The meme-ification of news

Earlier today, Rappler issued the tweet above. There was some minor issues yesterday when Rappler tweeted an image with a quote from Mar Roxas, which, according to supporters, were taken out of context. It is not my intent to argue about whether the quote as shown and understood was taken out of context. What was surprising was the poisonous and toxic reaction AGAINST the Rappler apology. It is very rare for a news outfit to apologize for an editorial decision. For decent broadsheets, they usually publish errata but those are almost always never published on the front page; they usually place errata on the inner pages, and sometimes, in small font. Some broadsheets even have internal ombudsmen where readers can complain about news reports. But never has any organization apologized in such an upfront manner, and for that Rappler should be commended.

The detractors of Roxas, as expected, zeroed in on the apology, alleging that Roxas and/or the Aquino III administration twisted arms so that Rappler would apologize. In an election season, that would be tantamount to suicide. No news organization with respectable reputation would allow itself to be censored, and such actions would only cement the resolve of the target news outfit to continue reporting. Nothing ignites the imagination of a David fighting a Goliath. Also, Rappler said it was an editorial decision to apologize, and I take it as it is.

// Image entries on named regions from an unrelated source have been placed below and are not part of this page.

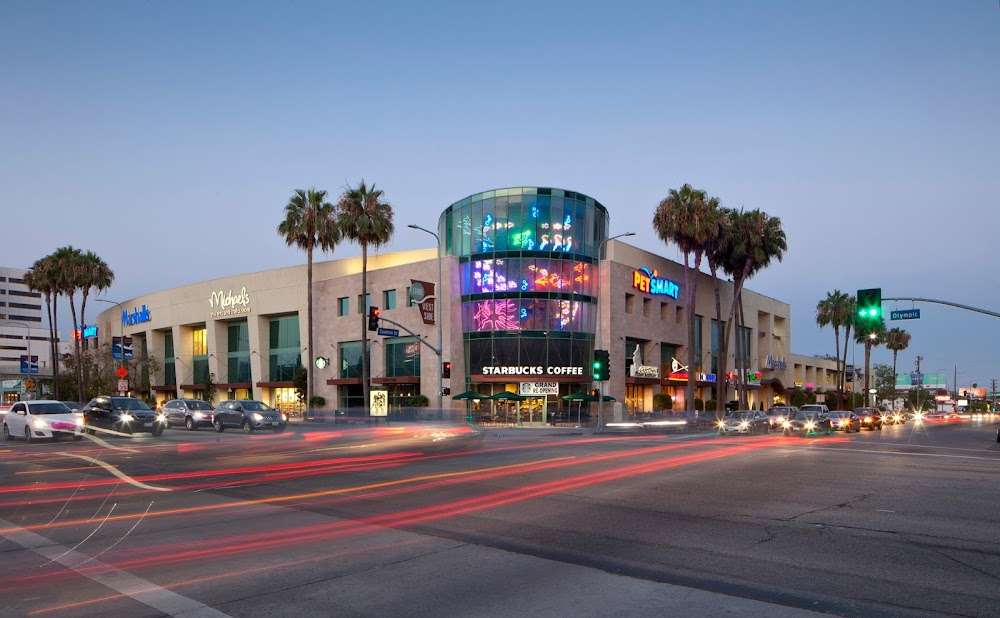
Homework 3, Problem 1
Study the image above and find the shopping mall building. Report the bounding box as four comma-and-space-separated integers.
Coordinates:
97, 187, 834, 423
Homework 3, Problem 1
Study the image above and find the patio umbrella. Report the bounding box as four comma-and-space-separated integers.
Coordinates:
563, 391, 597, 425
452, 391, 488, 399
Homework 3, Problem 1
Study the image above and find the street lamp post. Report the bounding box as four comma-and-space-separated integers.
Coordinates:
407, 223, 444, 418
597, 232, 635, 431
3, 320, 35, 396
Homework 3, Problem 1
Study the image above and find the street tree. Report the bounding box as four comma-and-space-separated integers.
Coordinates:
337, 180, 396, 407
278, 189, 342, 412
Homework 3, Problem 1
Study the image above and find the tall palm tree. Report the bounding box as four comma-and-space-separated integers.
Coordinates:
885, 327, 911, 397
854, 317, 886, 404
705, 203, 732, 416
816, 290, 850, 408
653, 184, 719, 409
278, 189, 340, 407
726, 209, 788, 407
52, 245, 84, 401
337, 180, 396, 407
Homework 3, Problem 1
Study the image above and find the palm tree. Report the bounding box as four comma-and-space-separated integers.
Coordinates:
705, 203, 732, 417
653, 184, 719, 409
51, 245, 84, 401
854, 317, 886, 404
278, 189, 340, 407
725, 209, 788, 407
337, 180, 396, 406
816, 290, 850, 408
885, 327, 911, 398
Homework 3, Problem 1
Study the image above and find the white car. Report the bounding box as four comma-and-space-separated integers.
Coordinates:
3, 399, 83, 442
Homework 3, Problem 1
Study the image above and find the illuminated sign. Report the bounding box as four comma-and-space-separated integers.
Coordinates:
517, 382, 559, 397
73, 326, 97, 340
122, 305, 152, 326
482, 365, 589, 376
764, 354, 788, 371
632, 267, 681, 298
208, 286, 250, 318
632, 365, 660, 378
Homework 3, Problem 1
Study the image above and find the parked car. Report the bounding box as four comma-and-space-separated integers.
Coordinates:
799, 403, 830, 416
212, 399, 288, 433
854, 408, 885, 431
767, 406, 799, 429
829, 410, 861, 433
719, 410, 771, 433
3, 399, 83, 442
83, 395, 167, 437
784, 406, 832, 433
163, 399, 215, 431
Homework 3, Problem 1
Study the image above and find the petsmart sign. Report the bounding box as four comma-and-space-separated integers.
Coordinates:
632, 266, 681, 298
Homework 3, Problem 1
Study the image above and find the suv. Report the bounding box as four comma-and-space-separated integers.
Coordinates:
854, 408, 885, 430
212, 399, 288, 433
767, 406, 799, 429
799, 403, 830, 416
163, 399, 215, 431
83, 395, 167, 437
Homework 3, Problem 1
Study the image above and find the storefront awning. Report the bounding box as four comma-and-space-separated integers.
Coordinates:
760, 378, 785, 395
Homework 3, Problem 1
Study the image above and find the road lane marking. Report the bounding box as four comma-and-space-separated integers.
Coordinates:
59, 453, 173, 491
0, 519, 229, 618
812, 446, 1000, 463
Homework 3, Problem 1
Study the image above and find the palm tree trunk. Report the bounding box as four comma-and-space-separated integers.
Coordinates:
684, 253, 701, 410
361, 242, 371, 414
69, 294, 83, 401
833, 324, 844, 410
303, 241, 316, 418
49, 292, 59, 399
712, 268, 728, 416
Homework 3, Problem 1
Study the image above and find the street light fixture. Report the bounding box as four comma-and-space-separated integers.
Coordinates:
597, 232, 635, 430
406, 223, 444, 418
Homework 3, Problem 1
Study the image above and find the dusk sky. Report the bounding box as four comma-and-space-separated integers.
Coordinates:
0, 0, 1000, 387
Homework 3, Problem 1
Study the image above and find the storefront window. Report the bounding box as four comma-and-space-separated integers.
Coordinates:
384, 337, 420, 378
340, 341, 372, 378
268, 315, 302, 382
226, 322, 252, 382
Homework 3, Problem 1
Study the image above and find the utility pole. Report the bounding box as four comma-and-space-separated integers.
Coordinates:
917, 356, 924, 412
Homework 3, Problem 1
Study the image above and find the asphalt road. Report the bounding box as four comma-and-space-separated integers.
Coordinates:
0, 420, 1000, 616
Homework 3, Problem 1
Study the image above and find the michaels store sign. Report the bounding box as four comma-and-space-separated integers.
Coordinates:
208, 286, 250, 318
122, 305, 153, 326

The problem stems from the tendency of netizens to pay attention to memes instead of reading. Nothing attracts the attention of people with short attention span than a spiffy graphic with pithy text. And with Twitter and its character limitation and again the tendency of people with short attention spans to not click, you need to express in 140 characters what you need readers to understand. To somehow overcome the character limit, social media managers use graphics to show more information, and hopefully entice readers to click on the link.

It’s plain social engineering. You want page views and impressions, so you design your social media post so that people will click on your link and hopefully read your long post/news report. With shrinking bottomlines, news orgs now have social media teams to design their social media posts to earn page views and clicks, which will hopefully lead to ad clicks.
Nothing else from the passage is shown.